Str:gsub(".", function(c) Frequency[c] = (Frequency[c] or 0) + 1 end)

My goodness, it’s running at 16 million characters per second (above my theoretical maximum of 7 million) I would of thought that since it’s calling the function very often it would be slower but apparently not.

1 Like

Glad to have helped! Here’s another idea I found while digging around if you want to give it a go as well. It’s supposed to be faster than substring.

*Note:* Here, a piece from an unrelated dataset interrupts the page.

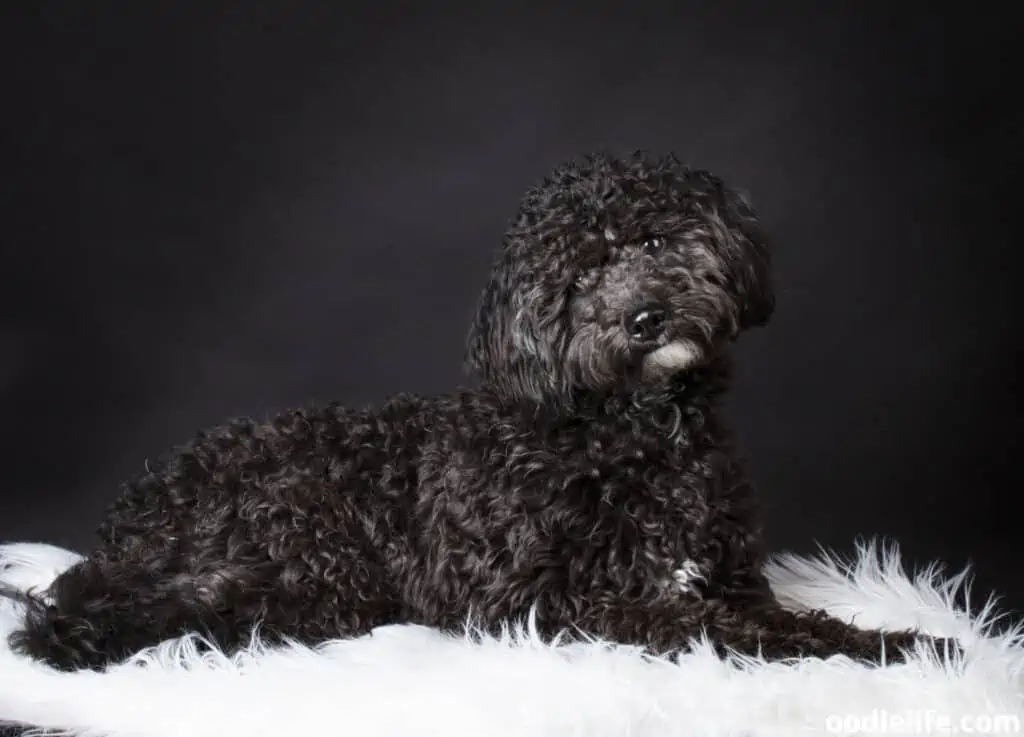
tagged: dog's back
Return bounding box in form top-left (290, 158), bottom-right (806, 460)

local input = "Hello World!"
local frequency = {}
for i = 1, #input do
    local byte = string.byte(input, i)
    frequency[byte] = (frequency[byte] or 0) + 1
end

I have tried byte before, its about the same speed as sub.

1 Like

You guys sure?
Because I just benchmarked a randomized string of 16 million characters and here is my benchmark results:
image

Can you send your benchmark code?

Sure.

local Cache = {["."] = {}}

for Charcter = 0, 255 do
	Cache["."][Charcter+1] = string.char(Charcter)
end

function GetCharactersFromSet(CharSet: string)
	local Characters = {}
	for _, C in ipairs(Cache["."]) do
		if string.match(C, CharSet) then
			Characters[#Characters + 1] = C
		end
	end
	Cache[CharSet] = Characters
	return Characters
end

function Random(Length: number?, CharSet: string?)
	local Length = ((Length and Length > 0 and Length) or 20)
	local CharSet = ((CharSet and CharSet ~= "" and CharSet) or "[%w]")
	local CharPattern = (Cache[CharSet] or GetCharactersFromSet(CharSet))
	local MaxRange = #CharPattern
	local Randomized = ("")
	for _ = 1, Length do
		Randomized ..= CharPattern[math.random(1, MaxRange)]
	end
	return Randomized
end

------------------------------------------------------------------------------------------------|

function Benchmark(func, times, ...)
	local Start = os.clock()
	for _ = 1, (times or 1) do
		func(...)
	end
	local End = os.clock()
	return End - Start
end

local Str = Random(10000):rep(1600)

function GMatch()
	local Frequency = {}
	for Character in string.gmatch(Str, ".") do
		if Frequency[Character] then
			Frequency[Character] += 1
		else
			Frequency[Character] = 1
		end
	end
end

function Split()
	local Frequency = {}
	for Character in string.split(Str, "") do
		if Frequency[Character] then
			Frequency[Character] += 1
		else
			Frequency[Character] = 1
		end
	end
end

function Sub()
	local Frequency = {}
	for i = 1, #Str do
		local Char = string.sub(Str, i, i)
		Frequency[Char] = (Frequency[Char] or 0) + 1
	end
end

function GSub()
	local Frequency = {}
	Str:gsub(".", function(c) Frequency[c] = (Frequency[c] or 0) + 1 end)
end

function Byte()
	local Frequency = {}
	for i = 1, #Str do
		local byte = string.byte(Str, i, i)
		Frequency[byte] = (Frequency[byte] or 0) + 1
	end
end

warn(string.format("Split - Elapsed time: %.4f seconds", Benchmark(Split)))
task.wait(1)
warn(string.format("GMatch - Elapsed time: %.4f seconds", Benchmark(GMatch)))
task.wait(1)
warn(string.format("Sub - Elapsed time: %.4f seconds", Benchmark(Sub)))
task.wait(1)
warn(string.format("GSub - Elapsed time: %.4f seconds", Benchmark(GSub)))
task.wait(1)
warn(string.format("Byte - Elapsed time: %.4f seconds", Benchmark(Byte)))

Very interesting, I tried a few things and I still get the same results as you. I am still going to use gsub for what I am doing though because it’s working faster.